Department of Pediatrics, Johns Hopkins University School of Medicine, MD, USA.
Network Reconstruction & Analysis (NetRA) Lab, Department of Computer Applications, Sikkim University, Gangtok, India.
Genomics. 2021 Jul;113(4):2177-2188. doi: 10.1016/j.ygeno.2021.05.008. Epub 2021 May 19.
The prevailing COVID-19 pandemic has drawn the attention of the scientific community to study the evolutionary origin of Severe Acute Respiratory Syndrome Corona Virus 2 (SARS-CoV-2). This study is a comprehensive quantitative analysis of the protein-coding sequences of seven human coronaviruses (HCoVs) to decipher the nucleotide sequence variability and codon usage patterns. It is essential to understand the survival ability of the viruses, their adaptation to hosts, and their evolution. The current analysis revealed a high abundance of the relative dinucleotide (odds ratio), GC and CT pairs in the first and last two codon positions, respectively, as well as a low abundance of the CG pair in the last two positions of the codon, which might be related to the evolution of the viruses. A remarkable level of variability of GC content in the third position of the codon among the seven coronaviruses was observed. Codons with high RSCU values are primarily from the aliphatic and hydroxyl amino acid groups, and codons with low RSCU values belong to the aliphatic, cyclic, positively charged, and sulfur-containing amino acid groups. In order to elucidate the evolutionary processes of the seven coronaviruses, a phylogenetic tree (dendrogram) was constructed based on the RSCU scores of the codons. The severe and mild categories CoVs were positioned in different clades. A comparative phylogenetic study with other coronaviruses depicted that SARS-CoV-2 is close to the CoV isolated from pangolins (Manis javanica, Pangolin-CoV) and cats (Felis catus, SARS(r)-CoV). Further analysis of the effective number of codon (ENC) usage bias showed a relatively higher bias for SARS-CoV and MERS-CoV compared to SARS-CoV-2. The ENC plot against GC3 suggested that the mutational bias might have a role in determining the codon usage variation among candidate viruses. A codon adaptability study on a few human host parasites (from different kingdoms), including CoVs, showed a diverse adaptability pattern. SARS-CoV-2 and SARS-CoV exhibit relatively lower but similar codon adaptability compared to MERS-CoV.

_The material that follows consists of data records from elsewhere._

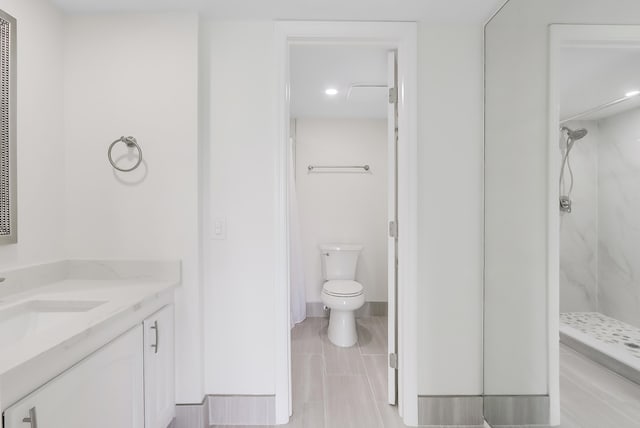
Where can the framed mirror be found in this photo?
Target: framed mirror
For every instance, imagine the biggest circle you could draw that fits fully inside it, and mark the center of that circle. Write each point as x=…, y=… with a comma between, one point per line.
x=527, y=370
x=8, y=185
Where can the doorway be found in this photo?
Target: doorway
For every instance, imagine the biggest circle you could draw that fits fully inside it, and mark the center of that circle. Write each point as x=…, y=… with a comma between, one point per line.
x=400, y=39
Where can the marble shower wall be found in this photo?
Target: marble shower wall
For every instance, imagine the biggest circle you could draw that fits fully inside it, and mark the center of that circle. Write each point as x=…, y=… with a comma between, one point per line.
x=600, y=239
x=619, y=217
x=579, y=230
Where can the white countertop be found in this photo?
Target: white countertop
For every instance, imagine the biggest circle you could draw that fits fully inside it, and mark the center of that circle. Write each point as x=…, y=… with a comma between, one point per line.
x=54, y=315
x=119, y=296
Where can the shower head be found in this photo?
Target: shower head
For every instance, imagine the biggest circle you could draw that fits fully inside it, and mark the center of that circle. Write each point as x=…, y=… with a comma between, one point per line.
x=575, y=135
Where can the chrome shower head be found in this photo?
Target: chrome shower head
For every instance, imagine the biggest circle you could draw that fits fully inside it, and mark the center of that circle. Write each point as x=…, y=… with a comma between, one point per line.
x=577, y=134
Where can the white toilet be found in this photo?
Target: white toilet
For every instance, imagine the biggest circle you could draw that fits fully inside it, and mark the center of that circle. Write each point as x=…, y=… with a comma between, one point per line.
x=340, y=292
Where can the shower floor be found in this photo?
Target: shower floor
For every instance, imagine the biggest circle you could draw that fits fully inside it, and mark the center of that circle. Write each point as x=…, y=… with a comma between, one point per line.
x=610, y=342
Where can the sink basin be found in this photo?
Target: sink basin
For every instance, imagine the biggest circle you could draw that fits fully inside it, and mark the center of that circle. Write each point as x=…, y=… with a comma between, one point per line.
x=37, y=316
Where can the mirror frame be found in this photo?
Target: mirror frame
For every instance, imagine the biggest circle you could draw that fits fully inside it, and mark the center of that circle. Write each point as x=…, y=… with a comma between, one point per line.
x=12, y=237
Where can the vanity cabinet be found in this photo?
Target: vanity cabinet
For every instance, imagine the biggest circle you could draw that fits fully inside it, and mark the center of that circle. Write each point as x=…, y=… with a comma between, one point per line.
x=159, y=379
x=105, y=390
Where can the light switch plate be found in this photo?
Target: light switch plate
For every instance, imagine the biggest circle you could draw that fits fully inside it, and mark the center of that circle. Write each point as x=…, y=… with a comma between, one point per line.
x=219, y=228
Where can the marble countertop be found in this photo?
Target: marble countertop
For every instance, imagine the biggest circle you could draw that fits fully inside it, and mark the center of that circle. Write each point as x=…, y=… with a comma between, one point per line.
x=54, y=315
x=112, y=298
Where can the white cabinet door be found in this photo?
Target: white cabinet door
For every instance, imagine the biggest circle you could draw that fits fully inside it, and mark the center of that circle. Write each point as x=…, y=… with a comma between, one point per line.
x=105, y=390
x=159, y=380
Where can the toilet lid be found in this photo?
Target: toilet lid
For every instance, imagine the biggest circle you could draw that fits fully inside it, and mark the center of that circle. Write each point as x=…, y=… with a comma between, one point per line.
x=340, y=287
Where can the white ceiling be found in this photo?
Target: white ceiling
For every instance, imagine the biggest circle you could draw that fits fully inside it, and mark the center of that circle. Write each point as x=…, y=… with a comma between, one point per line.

当前的 COVID-19 大流行引起了科学界的关注,促使他们研究严重急性呼吸系统综合征冠状病毒 2(SARS-CoV-2)的进化起源。本研究对七种人类冠状病毒(HCoV)的蛋白质编码序列进行了全面的定量分析,旨在破译核苷酸序列变异性和密码子使用模式。了解病毒的生存能力、宿主适应性和进化至关重要。目前的分析表明,在第一和最后两个密码子位置,相对二核苷酸(优势比)GC 和 CT 对的丰度较高,而在密码子的最后两个位置 CG 对的丰度较低,这可能与病毒的进化有关。在七种冠状病毒中,观察到第三密码子位置的 GC 含量具有显著的可变性。具有高 RSCU 值的密码子主要来自脂肪族和羟基氨基酸组,而具有低 RSCU 值的密码子属于脂肪族、环状、正电荷和含硫氨基酸组。为了阐明七种冠状病毒的进化过程,根据密码子的 RSCU 值构建了系统发育树(树状图)。严重和轻度 CoV 被定位在不同的分支中。与其他冠状病毒的比较系统发育研究表明,SARS-CoV-2 与从穿山甲(Manis javanica,穿山甲 CoV)和猫(Felis catus,SARS(r)-CoV)中分离的 CoV 密切相关。对有效密码子数(ENC)使用偏性的进一步分析表明,与 SARS-CoV-2 相比,SARS-CoV 和 MERS-CoV 具有相对较高的偏性。ENC 图与 GC3 的对比表明,突变偏性可能在确定候选病毒之间的密码子使用变异中起作用。对少数人类宿主寄生虫(来自不同的界)(包括 CoV)的密码子适应性进行了研究,结果显示出多样化的适应性模式。与 MERS-CoV 相比,SARS-CoV-2 和 SARS-CoV 的密码子适应性相对较低但相似。